Northampton North MP Michael Ellis was credited as part of yesterday's Spending Review.
Northampton North MP Michael Ellis was credited as part of yesterday's Spending Review.

A dedicated £250 million pothole fund for the UK is the result of “incessant lobbying” from Northampton North MP Michael Ellis, the Chancellor claimed while delivering his Spending Review speech yesterday.

Among the measures outlined at the House of Commons yesterday, George Osborne revealed he would be watering down proposals to cut £4.4 billion of working tax credits by abandoning planned changes to income thresholds and “taper rates”.

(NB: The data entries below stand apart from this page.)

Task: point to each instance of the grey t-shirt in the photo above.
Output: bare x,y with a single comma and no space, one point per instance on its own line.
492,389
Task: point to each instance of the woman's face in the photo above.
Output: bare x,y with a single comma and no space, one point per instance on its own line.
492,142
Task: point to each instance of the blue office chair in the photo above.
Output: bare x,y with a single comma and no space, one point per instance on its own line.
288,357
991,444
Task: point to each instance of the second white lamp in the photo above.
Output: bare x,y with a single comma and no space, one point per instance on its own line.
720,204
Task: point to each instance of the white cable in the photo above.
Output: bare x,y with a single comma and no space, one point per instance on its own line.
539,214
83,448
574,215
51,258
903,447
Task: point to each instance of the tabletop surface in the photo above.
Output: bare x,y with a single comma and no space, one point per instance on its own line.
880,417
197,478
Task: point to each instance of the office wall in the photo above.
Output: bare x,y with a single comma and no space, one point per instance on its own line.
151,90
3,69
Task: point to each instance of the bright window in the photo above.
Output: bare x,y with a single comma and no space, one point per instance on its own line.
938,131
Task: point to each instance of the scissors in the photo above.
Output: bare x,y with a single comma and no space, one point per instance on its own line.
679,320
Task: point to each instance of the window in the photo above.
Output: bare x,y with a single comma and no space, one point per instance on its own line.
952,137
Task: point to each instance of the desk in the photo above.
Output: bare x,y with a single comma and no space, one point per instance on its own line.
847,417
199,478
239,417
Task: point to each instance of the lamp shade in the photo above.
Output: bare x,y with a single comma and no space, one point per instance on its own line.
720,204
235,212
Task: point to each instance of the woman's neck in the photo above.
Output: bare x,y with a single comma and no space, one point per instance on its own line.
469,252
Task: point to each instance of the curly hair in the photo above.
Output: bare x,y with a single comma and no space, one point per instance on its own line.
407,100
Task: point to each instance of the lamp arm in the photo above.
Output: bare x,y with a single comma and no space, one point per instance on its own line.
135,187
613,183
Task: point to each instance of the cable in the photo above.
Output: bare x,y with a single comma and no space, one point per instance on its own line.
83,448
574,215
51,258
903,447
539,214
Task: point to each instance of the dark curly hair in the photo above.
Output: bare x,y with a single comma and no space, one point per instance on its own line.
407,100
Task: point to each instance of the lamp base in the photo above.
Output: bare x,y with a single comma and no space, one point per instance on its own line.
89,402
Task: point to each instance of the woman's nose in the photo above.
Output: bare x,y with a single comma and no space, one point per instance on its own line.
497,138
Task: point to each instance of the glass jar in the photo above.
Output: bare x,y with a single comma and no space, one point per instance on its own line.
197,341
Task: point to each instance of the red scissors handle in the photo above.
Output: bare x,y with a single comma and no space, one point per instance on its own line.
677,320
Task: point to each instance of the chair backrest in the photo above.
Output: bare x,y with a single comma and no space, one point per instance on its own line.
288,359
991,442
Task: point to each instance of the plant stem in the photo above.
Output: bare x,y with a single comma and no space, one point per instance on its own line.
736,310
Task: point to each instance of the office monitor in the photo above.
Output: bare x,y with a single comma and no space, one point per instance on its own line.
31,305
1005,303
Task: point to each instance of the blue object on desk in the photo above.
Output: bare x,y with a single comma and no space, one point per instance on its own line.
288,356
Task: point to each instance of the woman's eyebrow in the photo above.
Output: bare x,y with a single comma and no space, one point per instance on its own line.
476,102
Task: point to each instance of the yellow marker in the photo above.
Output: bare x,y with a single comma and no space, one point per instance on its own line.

But the biggest roar of the lengthy parliamentary session yesterday came when the Chancellor outlined plans to spend more than £5 billion on roads maintenance, as well as £250 million towards a “permanent” pothole fund over the next five years.

Outlining the measures Mr Osborne credited his Conservative colleague, Mr Ellis.

He said: “Thanks to the incessant lobbying by my Honorable Friend for Northampton North, Britain now has a permanent pothole fund.”

Following the announcement of the pothole fund, Mr Ellis said he was “chuffed to bits”.

He said: “Sometimes people in politics, they turn their noses up at the issue of potholes and say it is micro-managing the economy.

“But I know potholes are an issue that really matters to a lot of people.

“The chancellor has realised it will save the taxpayer money.”

Mr Ellis said the UK was suffering from “decades” of under-funding in its roads network, adding that his “incessant campaigning” came about from listening to his constituents.

He said: “When I asked people on the doorstep what was the biggest thing that affected them, by a large margin it was the state of our roads.

“I’ve focussed on it since then and now we have a permanent fund.”

Among the other key measures outlined in the spending review, Mr Osborne revealed policing, health, education, international aid and defence budgets would be protected.

However he said transport, energy, business and the environment would face departmental spending cuts.